Happy Valley’s THON Recap
If you don’t already know, THON is the largest student-run philanthropy in the world, raising millions of dollars every year in battle against childhood cancer, with a 46-hour dance marathon taking place the spring semester every year.
This year, THON was held from February 15–17 and raised $10, 621, 683.76!
Some may wonder where the money goes, and we are here to answer! THON raises money from student organizations across campus, as well as from families and alumni all over the world.
Since its first dance marathon, THON has raised more than 157 million and seen more than 16,500 student volunteers. The money raised is used to pay for Child Life coverage, treatment for Leukemia and experiments for Penn State’s Children’s Hospital in search of a cure.
THON works year-round to fundraise for families with children in need of treatment, but the weekend itself is special because of the events, volunteers, dancers and organizations that come out to support it all.
A major event of the weekend was Friday’s guest appearance by none other than Andy Grammer. Singing his classics like “Fine by Me” and “Honey I’m Good,” Grammer was 2019’s surprise performer at 8 p.m. He also sang one of his newest singles, “Don’t Give Up on Me.”
Another spotlight event was THON’s annual Kids Fashion Show.
The Four Diamonds kids took to the catwalk Saturday morning, sporting the trendy, must-have looks of Spring and Summer 2019. First on the catwalk were Ashlyn and Evan Brysiak, wearing Sunday’s famous Eagles jerseys with a “Fly Eagles Fly” banner accompanying them on stage.
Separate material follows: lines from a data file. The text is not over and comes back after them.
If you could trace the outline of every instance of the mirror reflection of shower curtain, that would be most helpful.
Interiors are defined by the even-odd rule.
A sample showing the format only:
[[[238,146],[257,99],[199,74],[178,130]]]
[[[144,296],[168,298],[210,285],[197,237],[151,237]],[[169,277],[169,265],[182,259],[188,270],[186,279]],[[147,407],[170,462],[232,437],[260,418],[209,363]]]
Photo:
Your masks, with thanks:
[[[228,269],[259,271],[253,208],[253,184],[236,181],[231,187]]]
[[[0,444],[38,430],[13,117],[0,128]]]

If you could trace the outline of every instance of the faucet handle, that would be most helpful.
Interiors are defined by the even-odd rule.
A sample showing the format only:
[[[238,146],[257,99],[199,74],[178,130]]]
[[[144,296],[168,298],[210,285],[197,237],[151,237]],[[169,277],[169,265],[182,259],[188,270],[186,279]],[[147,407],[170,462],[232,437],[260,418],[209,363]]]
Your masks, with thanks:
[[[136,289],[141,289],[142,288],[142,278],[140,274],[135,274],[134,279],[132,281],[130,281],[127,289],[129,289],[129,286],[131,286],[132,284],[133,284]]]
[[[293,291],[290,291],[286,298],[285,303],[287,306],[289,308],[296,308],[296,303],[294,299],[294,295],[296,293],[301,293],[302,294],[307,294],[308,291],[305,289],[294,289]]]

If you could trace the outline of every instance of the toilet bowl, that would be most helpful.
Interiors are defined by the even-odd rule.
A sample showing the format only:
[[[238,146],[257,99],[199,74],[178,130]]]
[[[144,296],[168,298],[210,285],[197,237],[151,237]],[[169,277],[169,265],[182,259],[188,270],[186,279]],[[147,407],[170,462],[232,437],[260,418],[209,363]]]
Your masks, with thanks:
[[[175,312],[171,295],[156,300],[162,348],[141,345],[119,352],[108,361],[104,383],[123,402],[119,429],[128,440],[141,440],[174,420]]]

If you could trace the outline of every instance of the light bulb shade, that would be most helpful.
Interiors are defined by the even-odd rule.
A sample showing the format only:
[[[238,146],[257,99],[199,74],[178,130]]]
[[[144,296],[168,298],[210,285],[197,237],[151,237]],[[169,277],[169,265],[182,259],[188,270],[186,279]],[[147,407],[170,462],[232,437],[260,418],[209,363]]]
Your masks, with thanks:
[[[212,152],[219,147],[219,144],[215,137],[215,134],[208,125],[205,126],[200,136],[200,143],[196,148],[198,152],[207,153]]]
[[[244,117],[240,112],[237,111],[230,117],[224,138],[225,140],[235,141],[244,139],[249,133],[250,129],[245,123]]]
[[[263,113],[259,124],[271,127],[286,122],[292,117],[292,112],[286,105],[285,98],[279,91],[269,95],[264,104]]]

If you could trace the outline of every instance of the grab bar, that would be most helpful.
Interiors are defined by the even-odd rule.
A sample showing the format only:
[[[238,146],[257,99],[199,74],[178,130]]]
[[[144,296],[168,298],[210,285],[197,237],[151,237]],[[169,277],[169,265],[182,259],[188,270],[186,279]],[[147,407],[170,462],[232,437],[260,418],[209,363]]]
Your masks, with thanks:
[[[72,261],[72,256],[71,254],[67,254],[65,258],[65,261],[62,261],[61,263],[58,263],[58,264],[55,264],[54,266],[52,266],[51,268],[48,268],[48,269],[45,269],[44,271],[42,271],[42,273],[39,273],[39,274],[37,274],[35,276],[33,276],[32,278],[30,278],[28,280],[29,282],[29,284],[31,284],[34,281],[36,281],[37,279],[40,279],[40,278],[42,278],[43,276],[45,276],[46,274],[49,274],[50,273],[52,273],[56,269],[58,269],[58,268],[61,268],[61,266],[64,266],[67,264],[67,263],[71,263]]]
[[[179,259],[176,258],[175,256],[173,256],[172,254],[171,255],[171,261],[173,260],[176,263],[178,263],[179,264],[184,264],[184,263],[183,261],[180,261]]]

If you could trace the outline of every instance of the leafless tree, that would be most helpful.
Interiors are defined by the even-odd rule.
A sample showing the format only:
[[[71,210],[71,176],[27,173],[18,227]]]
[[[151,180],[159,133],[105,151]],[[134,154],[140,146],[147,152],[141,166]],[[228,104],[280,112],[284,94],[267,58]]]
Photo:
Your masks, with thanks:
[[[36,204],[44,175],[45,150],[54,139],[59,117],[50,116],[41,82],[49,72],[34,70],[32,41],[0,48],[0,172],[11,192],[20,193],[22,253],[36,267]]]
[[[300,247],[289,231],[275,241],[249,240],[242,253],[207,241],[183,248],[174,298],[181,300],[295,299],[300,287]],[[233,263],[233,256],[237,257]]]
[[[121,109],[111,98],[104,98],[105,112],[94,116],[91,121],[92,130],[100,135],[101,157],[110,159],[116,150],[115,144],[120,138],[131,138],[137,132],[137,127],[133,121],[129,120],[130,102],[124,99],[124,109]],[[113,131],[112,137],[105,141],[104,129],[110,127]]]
The weekend would not be complete without the lion dance, Penn State dancers opening mail from loved ones Sunday morning—letters containing encouragement and support to keep their feet dancing on the floor—and of course, the Final Four.
Three families spoke during the Final Four this year, the Michael Palm family, the Bekah Tuckey family and the Emilia Dameshek family.
Each had their own special story. The Palm family dealt with watching their son suffer under painful chemotherapy. Palm’s father called every THON attendee a hero for fighting a battle that isn’t necessarily their own.
The Bekah Tuckey family watched their kindergarten daughter get diagnosed with leukemia and go under treatment and chemotherapy for 799 days.
The Emilia Dameshek family watched their daughter suffer from cancer three times in three years. On May 2016, Emilia died at 12 years old.
It is these moving statements, THON shows there are battles out there that sleep deprivation can never match, but are worth every second of lost sleep and tired feet if it means uplifting sick children and their families and finding a cure to one of the world’s worst illnesses.
Mary Enger, a sophomore at Penn State and a member of Apollo—a special interest THON group—believes all these moments of THON tie together the whole theme of empathy, love and unity against something the whole world deals with daily.
“I love THON because it's an amazing student run organization that really makes a difference, whether it's just putting a smile on a child's face or easing the financial burden of the families,” Enger said. “It brings so many people together that are so passionate for a common cause.”